The Blame Game - Part Deux

The issue of "Able Danger" identifying an al Qaida cell before 9/11 resurfaced again today. Lt. Col. Anthony Shaffer came forward, claiming he alerted the FBI in September 2000. (CNN: Able Danger man identifies himself).

The Able Danger situation is a classic case of 20:20 hindsight in action. The 9/11 Commission summed it up rather nicely: "Weighing this with the information about Atta's actual activities, the negligible information available about Atta to other U.S. government agencies and the German government before 9/11, and the interviewer's assessment of the interviewee's knowledge and credibility, the Commission staff concluded that the officer's account was not sufficiently reliable to warrant revision of the report or further investigation."

There have been other recent attempts to link information about bin Laden's whereabouts in 1996 to lapses in the Clinton Administration. Now, I'm certainly no Clinton apologist - far from it, in fact - but attempting to place the blame for 9/11 on any administration is ludicrous. There simply was no way to predict that event, regardless of how much information we attempt to piece together in hindsight.

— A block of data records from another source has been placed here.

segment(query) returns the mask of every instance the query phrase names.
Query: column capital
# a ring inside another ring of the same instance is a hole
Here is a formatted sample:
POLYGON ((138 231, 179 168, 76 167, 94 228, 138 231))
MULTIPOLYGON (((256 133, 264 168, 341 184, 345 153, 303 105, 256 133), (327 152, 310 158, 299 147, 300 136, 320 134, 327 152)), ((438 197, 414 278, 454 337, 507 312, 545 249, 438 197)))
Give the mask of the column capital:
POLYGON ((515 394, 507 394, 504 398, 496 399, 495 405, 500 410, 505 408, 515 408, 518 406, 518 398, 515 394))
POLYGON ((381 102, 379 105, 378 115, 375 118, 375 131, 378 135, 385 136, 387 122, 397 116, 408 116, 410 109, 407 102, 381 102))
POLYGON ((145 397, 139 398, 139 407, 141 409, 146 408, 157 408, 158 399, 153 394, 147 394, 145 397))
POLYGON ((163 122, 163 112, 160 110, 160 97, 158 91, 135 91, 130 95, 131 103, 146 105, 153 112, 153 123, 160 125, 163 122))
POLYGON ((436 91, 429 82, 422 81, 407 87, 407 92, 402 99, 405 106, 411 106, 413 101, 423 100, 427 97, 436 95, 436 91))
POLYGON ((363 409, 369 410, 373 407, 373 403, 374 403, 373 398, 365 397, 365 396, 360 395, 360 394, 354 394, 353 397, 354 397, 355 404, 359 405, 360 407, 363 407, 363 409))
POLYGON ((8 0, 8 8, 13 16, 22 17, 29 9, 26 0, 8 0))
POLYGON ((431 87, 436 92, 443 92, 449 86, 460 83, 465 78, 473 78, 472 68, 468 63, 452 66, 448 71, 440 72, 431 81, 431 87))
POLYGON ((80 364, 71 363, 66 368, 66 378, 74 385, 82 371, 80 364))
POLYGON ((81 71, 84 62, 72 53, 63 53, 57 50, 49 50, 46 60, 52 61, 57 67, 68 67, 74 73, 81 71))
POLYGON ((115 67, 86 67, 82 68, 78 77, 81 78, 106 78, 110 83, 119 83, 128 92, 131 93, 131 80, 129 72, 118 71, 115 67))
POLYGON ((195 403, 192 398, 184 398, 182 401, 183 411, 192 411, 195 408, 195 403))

The blame for the growth of Islamic extremism and our inability to counter that growth can be shared by every administration for the last 35 years. Overt US action in response to terror related events from the taking of US hostages in Iran all the way through the days immediately preceding 9/11 was virtually non-existent. What covert activity may have been taking place, of course, is unknown.

Continuing to play the blame game serves no useful purpose other than to further divide us as a nation. Let's stop looking to the past to assign blame and start looking to the future to assign responsibility. Anything else is counterproductive.